数据集:

THUDM/ImageRewardDB

任务:

文生图

语言:

en

大小:

100K<n<1M

预印本库:

arxiv:2304.05977

许可:

apache-2.0
中文

ImageRewardDB

Dataset Summary

ImageRewardDB is a comprehensive text-to-image comparison dataset, focusing on text-to-image human preference. It consists of 137k pairs of expert comparisons, based on text prompts and corresponding model outputs from DiffusionDB. To build the ImageRewadDB, we design a pipeline tailored for it, establishing criteria for quantitative assessment and annotator training, optimizing labeling experience, and ensuring quality validation. And ImageRewardDB is now publicly available at ? Hugging Face Dataset .
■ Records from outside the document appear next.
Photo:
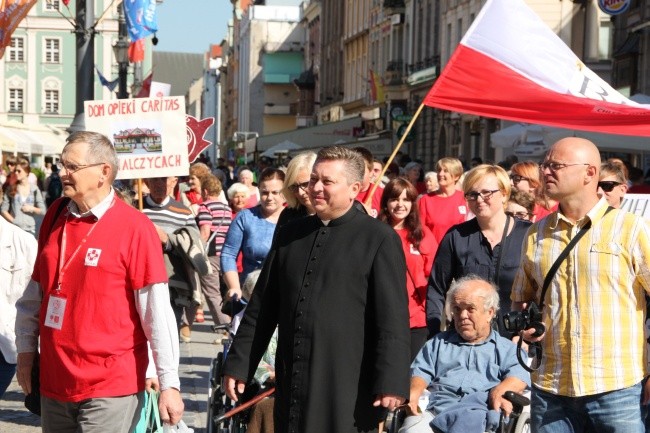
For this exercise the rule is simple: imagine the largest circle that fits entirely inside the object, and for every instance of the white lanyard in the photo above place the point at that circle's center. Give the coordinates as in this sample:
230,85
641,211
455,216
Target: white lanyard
63,267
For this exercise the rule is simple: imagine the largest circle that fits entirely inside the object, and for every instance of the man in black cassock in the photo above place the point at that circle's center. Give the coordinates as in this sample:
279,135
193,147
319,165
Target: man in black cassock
334,284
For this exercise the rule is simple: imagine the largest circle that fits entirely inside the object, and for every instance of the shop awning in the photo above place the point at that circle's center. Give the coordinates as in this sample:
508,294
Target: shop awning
31,139
7,144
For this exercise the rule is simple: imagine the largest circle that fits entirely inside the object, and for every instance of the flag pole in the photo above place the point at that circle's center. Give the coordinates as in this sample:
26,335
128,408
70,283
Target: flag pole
140,201
392,156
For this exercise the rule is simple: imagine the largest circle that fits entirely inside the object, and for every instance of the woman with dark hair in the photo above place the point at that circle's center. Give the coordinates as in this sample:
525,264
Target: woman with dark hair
399,208
527,177
22,200
251,232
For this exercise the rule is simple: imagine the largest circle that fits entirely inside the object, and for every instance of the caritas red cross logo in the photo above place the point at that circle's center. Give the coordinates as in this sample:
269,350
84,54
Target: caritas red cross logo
195,131
92,256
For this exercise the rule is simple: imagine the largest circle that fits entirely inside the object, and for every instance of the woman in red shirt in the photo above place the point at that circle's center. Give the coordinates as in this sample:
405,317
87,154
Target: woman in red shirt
446,207
399,208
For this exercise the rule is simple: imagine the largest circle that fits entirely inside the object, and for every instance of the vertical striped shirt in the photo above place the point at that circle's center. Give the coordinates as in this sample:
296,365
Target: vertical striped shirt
170,215
595,306
219,216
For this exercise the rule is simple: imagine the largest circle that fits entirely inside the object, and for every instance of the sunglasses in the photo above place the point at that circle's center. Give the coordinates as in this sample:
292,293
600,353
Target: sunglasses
303,186
520,215
608,185
517,178
485,195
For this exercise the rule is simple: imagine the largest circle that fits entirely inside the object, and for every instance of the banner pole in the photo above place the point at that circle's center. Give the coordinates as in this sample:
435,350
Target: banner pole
140,203
392,156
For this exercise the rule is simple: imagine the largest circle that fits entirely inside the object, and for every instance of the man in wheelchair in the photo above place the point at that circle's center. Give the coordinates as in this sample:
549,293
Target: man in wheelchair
469,368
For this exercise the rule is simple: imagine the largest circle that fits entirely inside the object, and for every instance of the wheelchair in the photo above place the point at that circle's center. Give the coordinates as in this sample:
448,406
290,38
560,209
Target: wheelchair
224,415
220,408
518,422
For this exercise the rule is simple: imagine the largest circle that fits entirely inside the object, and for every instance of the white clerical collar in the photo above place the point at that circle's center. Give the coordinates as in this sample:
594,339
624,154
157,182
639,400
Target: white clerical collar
98,210
152,203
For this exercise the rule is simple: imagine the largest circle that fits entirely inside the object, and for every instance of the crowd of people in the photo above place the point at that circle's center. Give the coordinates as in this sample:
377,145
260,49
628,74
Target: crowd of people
367,295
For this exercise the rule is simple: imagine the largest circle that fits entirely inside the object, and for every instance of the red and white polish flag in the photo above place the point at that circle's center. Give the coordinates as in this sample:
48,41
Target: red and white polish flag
510,65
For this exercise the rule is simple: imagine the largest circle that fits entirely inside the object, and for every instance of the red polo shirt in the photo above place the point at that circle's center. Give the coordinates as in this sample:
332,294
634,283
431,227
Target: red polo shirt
101,350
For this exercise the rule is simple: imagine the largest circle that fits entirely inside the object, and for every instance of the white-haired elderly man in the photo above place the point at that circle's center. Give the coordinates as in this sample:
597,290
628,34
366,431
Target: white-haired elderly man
468,367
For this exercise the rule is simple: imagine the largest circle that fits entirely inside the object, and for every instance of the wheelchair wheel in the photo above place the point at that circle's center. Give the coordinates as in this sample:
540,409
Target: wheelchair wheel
523,423
216,395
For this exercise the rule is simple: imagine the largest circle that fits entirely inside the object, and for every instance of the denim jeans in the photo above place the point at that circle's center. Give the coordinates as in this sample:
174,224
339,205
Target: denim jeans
6,374
610,412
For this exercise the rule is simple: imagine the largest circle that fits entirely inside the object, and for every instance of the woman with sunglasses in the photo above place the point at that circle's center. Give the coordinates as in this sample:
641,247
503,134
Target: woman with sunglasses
612,184
399,208
295,188
527,177
22,200
488,245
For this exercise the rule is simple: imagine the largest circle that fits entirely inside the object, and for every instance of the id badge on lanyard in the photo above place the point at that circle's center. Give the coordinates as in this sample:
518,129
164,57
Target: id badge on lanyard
55,311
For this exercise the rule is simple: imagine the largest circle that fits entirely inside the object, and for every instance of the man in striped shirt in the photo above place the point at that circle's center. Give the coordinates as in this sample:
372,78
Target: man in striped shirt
169,215
594,359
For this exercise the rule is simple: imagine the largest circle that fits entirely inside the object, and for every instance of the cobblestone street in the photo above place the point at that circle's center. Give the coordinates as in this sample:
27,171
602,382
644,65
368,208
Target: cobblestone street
194,372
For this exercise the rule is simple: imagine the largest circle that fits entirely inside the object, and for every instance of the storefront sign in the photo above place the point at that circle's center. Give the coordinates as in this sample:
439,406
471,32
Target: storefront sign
614,7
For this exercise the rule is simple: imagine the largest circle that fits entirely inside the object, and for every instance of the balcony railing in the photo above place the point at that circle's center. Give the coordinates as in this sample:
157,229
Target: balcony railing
428,62
394,6
394,73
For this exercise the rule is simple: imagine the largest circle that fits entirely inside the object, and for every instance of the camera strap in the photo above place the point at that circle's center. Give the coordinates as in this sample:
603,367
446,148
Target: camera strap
502,248
547,282
556,265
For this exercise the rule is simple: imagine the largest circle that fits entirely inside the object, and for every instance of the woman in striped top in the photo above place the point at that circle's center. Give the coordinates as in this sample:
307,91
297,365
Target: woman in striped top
213,219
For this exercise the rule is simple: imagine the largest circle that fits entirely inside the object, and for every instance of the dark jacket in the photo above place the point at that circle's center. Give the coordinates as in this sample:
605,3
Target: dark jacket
338,296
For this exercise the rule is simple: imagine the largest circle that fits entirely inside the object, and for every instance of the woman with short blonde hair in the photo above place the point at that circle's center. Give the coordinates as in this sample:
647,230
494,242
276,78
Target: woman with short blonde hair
295,188
488,245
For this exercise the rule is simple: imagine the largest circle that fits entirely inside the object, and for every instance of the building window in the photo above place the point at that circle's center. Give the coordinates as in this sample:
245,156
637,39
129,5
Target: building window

Notice: All images in ImageRewardDB are collected from DiffusionDB, and in addition, we gathered together images corresponding to the same prompt.

Languages

The text in the dataset is all in English.

Four Subsets

Considering that the ImageRewardDB contains a large number of images, we provide four subsets in different scales to support different needs. For all subsets, the validation and test splits remain the same. The validation split(1.10GB) contains 412 prompts and 2.6K images(7.32K pairs) and the test(1.16GB) split contains 466 prompts and 2.7K images(7.23K pairs). The information on the train split in different scales is as follows:

Subset Num of Pairs Num of Images Num of Prompts Size
ImageRewardDB 1K 17.6K 6.2K 1K 2.7GB
ImageRewardDB 2K 35.5K 12.5K 2K 5.5GB
ImageRewardDB 4K 71.0K 25.1K 4K 10.8GB
ImageRewardDB 8K 141.1K 49.9K 8K 20.9GB

Dataset Structure

All the data in this repository is stored in a well-organized way. The 62.6K images in ImageRewardDB are split into several folders, stored in corresponding directories under "./images" according to its split. Each folder contains around 500 prompts, their corresponding images, and a JSON file. The JSON file links the image with its corresponding prompt and annotation. The file structure is as follows:

# ImageRewardDB
./
├── images
│   ├── train
│   │   ├── train_1
│   │   │   ├── 0a1ed3a5-04f6-4a1b-aee6-d584e7c8ed9c.webp
│   │   │   ├── 0a58cfa8-ff61-4d31-9757-27322aec3aaf.webp
│   │   │   ├── [...]
│   │   │   └── train_1.json
│   │   ├── train_2
│   │   ├── train_3
│   │   ├── [...]
│   │   └── train_32
│   ├── validation
│   │   └── [...]
│   └── test
│       └── [...]
├── metadata-train.parquet
├── metadata-validation.parquet
└── metadata-test.parquet

The sub-folders have the name of {split_name}_{part_id}, and the JSON file has the same name as the sub-folder. Each image is a lossless WebP file and has a unique name generated by UUID .

Data Instances

For instance, below is the image of 1b4b2d61-89c2-4091-a1c0-f547ad5065cb.webp and its information in train_1.json.

{
  "image_path": "images/train/train_1/0280642d-f69f-41d1-8598-5a44e296aa8b.webp",
  "prompt_id": "000864-0061",
  "prompt": "painting of a holy woman, decorated, intricate, elegant, highly detailed, digital painting, artstation, concept art, smooth, sharp focus, illustration, art by artgerm and greg rutkowski and alphonse mucha, 8 k ",
  "classification": "People",
  "image_amount_in_total": 9,
  "rank": 5,
  "overall_rating": 4,
  "image_text_alignment_rating": 3,
  "fidelity_rating": 4
}

Data Fields

  • image: The image object
  • prompt_id: The id of the corresponding prompt
  • prompt: The text of the corresponding prompt
  • classification: The classification of the corresponding prompt
  • image_amount_in_total: Total amount of images related to the prompt
  • rank: The relative rank of the image in all related images
  • overall_rating: The overall score of this image
  • image_text_alignment_rating: The score of how well the generated image matches the given text
  • fidelity_rating: The score of whether the output image is true to the shape and characteristics that the object should have

Data Splits

As we mentioned above, all scales of the subsets we provided have three splits of "train", "validation", and "test". And all the subsets share the same validation and test splits.

Dataset Metadata

We also include three metadata tables metadata-train.parquet , metadata-validation.parquet , and metadata-test.parquet to help you access and comprehend ImageRewardDB without downloading the Zip files.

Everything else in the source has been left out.